Thursday, March 14, 2013


Yesterday in the middle of my workout I thought to google "broken metatarsal healing time." I think it had something to do with the pirates' Super Why. And because I was tired of doing pushups on my knees. But mostly because I have this nagging fear of what I'm going to find at my next x-ray. (Last time I did not find what I wanted to find.) 

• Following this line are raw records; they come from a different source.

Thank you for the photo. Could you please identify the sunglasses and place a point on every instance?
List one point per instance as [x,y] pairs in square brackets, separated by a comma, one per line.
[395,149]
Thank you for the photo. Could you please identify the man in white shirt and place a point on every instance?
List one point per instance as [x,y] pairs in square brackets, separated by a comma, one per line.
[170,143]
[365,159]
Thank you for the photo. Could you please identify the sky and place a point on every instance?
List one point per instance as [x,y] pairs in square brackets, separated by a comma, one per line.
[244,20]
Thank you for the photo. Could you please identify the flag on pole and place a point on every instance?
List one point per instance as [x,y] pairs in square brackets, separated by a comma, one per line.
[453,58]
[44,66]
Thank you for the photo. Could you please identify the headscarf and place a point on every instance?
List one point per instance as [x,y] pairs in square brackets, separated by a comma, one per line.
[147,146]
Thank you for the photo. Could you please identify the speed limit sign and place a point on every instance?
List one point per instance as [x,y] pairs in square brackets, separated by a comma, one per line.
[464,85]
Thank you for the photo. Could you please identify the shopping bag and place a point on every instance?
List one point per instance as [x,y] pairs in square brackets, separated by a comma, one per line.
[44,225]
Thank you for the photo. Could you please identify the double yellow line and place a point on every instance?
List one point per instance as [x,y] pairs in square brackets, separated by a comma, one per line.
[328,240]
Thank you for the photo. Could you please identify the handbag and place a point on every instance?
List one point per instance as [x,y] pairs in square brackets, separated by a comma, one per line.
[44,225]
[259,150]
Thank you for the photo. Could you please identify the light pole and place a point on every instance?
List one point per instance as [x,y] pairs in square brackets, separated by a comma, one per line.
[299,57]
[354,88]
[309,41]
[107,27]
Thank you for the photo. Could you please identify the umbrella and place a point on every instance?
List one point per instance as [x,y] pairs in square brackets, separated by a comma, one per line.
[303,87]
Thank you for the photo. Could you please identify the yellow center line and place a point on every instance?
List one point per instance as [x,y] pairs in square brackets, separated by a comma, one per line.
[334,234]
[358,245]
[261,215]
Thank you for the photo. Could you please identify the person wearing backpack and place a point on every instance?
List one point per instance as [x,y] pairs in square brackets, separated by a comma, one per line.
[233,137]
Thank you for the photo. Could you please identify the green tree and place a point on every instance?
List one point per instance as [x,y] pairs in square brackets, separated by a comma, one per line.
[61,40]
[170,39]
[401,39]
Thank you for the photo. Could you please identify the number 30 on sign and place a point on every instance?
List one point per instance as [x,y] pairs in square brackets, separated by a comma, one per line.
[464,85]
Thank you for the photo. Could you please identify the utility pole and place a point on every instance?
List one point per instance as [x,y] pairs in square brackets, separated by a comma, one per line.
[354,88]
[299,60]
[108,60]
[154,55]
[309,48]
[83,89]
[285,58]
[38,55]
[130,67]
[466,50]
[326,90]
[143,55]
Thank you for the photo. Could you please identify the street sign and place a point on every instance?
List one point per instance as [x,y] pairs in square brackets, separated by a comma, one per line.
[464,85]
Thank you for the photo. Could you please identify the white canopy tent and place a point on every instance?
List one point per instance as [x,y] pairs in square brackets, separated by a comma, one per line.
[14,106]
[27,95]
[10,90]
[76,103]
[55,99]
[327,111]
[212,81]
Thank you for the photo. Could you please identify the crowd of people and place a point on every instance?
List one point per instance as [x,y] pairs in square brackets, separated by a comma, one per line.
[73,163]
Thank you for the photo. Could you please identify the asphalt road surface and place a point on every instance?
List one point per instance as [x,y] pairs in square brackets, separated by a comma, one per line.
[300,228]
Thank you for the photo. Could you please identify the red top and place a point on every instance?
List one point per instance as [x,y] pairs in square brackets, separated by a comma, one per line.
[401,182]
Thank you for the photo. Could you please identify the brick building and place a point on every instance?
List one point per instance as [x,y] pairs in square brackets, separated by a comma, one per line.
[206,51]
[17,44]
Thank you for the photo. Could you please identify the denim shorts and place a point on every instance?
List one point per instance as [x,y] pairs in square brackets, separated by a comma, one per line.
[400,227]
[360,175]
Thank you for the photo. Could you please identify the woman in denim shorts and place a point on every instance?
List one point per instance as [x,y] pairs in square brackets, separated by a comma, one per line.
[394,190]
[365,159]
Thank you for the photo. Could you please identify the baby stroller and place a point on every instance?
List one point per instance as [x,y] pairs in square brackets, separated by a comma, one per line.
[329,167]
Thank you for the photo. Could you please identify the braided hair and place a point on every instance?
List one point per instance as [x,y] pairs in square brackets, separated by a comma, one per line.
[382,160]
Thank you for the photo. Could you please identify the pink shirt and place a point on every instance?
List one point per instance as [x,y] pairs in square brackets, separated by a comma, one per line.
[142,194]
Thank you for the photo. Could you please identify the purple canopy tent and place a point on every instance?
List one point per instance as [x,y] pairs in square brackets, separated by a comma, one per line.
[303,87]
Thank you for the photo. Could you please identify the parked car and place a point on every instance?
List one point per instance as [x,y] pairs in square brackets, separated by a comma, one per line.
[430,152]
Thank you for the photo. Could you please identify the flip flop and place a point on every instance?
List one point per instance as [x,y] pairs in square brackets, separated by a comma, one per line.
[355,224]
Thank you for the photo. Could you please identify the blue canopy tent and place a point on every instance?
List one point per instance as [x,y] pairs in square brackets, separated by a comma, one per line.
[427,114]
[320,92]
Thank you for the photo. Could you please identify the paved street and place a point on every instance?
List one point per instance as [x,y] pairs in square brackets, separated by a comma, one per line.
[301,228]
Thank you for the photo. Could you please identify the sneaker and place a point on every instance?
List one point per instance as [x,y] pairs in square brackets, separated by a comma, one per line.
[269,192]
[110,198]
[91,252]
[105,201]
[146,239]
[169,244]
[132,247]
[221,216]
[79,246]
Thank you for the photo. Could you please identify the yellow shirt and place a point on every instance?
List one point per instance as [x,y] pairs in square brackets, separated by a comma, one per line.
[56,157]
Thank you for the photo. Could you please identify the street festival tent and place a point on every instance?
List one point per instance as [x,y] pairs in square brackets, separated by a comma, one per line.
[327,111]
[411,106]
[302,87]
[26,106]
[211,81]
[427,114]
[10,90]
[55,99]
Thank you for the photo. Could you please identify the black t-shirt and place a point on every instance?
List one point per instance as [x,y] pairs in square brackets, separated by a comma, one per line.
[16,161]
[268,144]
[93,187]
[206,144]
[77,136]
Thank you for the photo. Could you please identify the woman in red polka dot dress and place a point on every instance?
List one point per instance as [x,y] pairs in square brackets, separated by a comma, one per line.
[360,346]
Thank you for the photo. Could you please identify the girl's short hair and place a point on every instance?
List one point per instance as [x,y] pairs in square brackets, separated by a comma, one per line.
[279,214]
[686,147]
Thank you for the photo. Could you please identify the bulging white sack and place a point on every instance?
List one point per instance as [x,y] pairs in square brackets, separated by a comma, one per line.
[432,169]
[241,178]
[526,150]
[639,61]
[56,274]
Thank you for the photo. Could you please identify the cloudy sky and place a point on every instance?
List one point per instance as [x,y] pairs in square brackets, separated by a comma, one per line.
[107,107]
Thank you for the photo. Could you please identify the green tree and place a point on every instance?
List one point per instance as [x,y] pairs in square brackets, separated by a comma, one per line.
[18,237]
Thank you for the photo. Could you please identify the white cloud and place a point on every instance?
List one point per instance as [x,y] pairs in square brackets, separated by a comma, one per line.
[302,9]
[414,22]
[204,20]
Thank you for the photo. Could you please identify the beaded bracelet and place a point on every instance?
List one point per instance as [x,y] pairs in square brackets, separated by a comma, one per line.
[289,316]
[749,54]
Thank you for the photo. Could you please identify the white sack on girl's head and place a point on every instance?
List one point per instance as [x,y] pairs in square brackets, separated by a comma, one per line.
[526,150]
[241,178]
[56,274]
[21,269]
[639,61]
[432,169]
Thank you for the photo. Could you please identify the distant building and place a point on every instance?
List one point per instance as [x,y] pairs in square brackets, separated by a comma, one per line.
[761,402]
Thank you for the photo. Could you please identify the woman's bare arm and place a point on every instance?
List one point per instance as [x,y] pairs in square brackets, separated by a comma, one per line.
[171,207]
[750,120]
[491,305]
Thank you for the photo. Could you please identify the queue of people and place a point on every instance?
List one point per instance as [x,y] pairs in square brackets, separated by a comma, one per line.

The honest Dr. Google said some metatarsals take a really long time to heal. The thought of having to do pushups on my knees for fourteen more years scared me enough to call my mother and ask if she'd meet me at Costco later in the day. I needed her to push the cart while I crutched my way around the spinach / milk aisle. (I have hardly used those cursed crutches. I have two and a half weeks left until my next x-ray and if I add up all the time I have spent using them, it might equal five days. Maybe.) I have to change my ways. 

On the way into Costco I used the crutch to remove the shoe from my mother's heel. (She said it didn't hurt but I don't believe her.) Once inside I placed one crutch in a puddle, the other on solid ground,  and almost lost all of my pride. And then in front of the clementines I did it again. (Crutches are so embarrassing.) I thought of putting them in the cart and walking around like I'd been miraculously healed, but then I thought of not being able to run until summer and left the crutches where they were. Not that they belonged there. They're entirely unnatural - but it was the lesser of two evils. 

So we shopped. I bought spinach, milk, and clementines. And sweet potatoes. We loaded it into the car, said goodbye to my mom and went to start our auto. Only it didn't start. My mom, who was parked in the next stall over, rolled down her window and asked if my car was running. "No," I said. "But that's normal." And then I tried again. And again. (Getting it to start sometimes involves revving the engine to the point of embarrassment.)

The cart collector came towards us.... I took a moment to think of all the similarities between Danica Patrick and myself, and when the area was clear I revved the engine LOUD. I threw it in reverse and pressed the gas. It went ten feet and died. I revved the engine and put it in drive. It went fifteen feet and died. I revved the engine and made a circle around the lot... it died. So I revved the engine thirty seven more times to get it parked, loaded the spinach, milk, clementines and sweet potatoes into my mom's auto and gratefully accepted a ride home.

Slightly humbling from start to finish? Yes. But more miraculous than any thing else. (After dinner we sat the pirates triple wide in our one remaining auto and went to find dessert - they loved every minute.)